Measurement invariance is essential for comparing latent scores across groups, and recent work shows that Bayesian SEM can replace strict zero constraints with approximate zeros, enabling well‑fitting models even when exact invariance fails. This paper introduces approximate measurement invariance based on BSEM and offers a step‑by‑step guide for selecting the appropriate MI type. The authors employ BSEM in Mplus and use simulated data to determine when approximate MI can be applied and yields unbiased results. Empirical and simulation results demonstrate that approximate MI outperforms full or partial MI in detecting true latent mean differences with small intercept and loading variations, providing a viable alternative when strict or partial MI leads to poor fit.

Abstract

Measurement invariance (MI) is a prerequisite for comparing latent variable scores across groups. The current paper introduces the concept of approximate measurement invariance building on the work of Muthén and Asparouhov and their application of Bayesian Structural Equation Modeling (BSEM) in the software Mplus. They showed that with BSEM exact zeros constraints can be replaced with approximate zeros to allow for minimal steps away from strict MI, still yielding a well-fitting model. This new opportunity enables researchers to make explicit trade-offs between the degree of MI on the one hand, and the degree of model fit on the other.
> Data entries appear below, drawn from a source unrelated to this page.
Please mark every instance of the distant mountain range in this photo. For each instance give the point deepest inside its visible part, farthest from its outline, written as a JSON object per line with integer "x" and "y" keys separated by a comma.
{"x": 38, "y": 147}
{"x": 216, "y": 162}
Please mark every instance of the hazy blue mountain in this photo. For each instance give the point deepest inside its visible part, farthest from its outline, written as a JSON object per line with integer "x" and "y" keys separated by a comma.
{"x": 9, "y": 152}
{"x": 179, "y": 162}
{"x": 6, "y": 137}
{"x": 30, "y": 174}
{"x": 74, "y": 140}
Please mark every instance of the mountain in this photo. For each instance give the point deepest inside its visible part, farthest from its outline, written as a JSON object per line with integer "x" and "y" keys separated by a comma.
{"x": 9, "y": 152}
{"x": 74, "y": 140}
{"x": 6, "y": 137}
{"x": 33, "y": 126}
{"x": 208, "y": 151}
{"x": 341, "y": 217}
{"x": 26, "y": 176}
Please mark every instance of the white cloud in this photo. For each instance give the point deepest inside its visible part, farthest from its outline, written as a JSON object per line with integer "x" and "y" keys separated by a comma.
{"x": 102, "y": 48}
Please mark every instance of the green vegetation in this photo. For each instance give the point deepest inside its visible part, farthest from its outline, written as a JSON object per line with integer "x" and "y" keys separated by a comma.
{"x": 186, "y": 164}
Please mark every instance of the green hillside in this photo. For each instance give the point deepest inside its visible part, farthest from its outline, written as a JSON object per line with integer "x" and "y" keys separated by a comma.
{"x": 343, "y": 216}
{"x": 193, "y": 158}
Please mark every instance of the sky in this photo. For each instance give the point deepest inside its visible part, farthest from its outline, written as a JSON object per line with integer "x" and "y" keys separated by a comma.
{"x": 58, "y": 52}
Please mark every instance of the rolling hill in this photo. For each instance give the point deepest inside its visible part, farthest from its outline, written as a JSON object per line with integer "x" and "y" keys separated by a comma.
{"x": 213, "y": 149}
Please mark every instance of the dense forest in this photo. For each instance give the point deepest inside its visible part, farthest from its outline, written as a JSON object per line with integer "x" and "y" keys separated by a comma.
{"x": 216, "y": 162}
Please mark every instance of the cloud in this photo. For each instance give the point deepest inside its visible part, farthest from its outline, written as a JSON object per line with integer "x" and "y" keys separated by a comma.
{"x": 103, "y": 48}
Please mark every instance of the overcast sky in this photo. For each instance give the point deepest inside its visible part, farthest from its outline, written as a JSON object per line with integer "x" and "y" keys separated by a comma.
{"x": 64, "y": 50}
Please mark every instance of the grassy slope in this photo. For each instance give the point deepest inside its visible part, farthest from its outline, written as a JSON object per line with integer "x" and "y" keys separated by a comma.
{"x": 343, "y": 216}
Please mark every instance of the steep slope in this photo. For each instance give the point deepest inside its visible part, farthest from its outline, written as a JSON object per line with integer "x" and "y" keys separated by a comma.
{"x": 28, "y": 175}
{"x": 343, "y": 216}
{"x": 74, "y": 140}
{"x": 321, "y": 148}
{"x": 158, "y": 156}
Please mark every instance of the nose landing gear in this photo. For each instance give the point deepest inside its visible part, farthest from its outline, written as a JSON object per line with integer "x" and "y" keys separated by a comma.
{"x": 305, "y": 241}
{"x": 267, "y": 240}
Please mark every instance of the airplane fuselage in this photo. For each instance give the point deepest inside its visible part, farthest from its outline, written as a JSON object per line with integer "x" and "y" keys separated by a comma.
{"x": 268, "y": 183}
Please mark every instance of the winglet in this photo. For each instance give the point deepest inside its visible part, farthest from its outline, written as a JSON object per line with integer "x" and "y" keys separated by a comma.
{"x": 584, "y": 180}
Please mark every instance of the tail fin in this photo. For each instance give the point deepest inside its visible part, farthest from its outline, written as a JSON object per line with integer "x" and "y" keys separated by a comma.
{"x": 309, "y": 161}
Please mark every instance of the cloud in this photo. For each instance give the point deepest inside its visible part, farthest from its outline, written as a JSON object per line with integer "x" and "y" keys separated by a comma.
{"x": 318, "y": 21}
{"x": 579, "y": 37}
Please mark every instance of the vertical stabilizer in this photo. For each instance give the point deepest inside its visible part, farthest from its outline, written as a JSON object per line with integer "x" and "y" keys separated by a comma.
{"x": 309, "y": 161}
Throughout the paper we discuss the topic of approximate MI, followed by an empirical illustration where the test for MI fails, but where allowing for approximate MI results in a well-fitting model. Using simulated data, we investigate in which situations approximate MI can be applied and when it leads to unbiased results. Both our empirical illustration and the simulation study show approximate MI outperforms full or partial MI In detecting/recovering the true latent mean difference when there are (many) small differences in the intercepts and factor loadings across groups. In the discussion we provide a step-by-step guide in which situation what type of MI is preferred. Our paper provides a first step in the new research area of (partial) approximate MI and shows that it can be a good alternative when strict MI leads to a badly fitting model and when partial MI cannot be applied.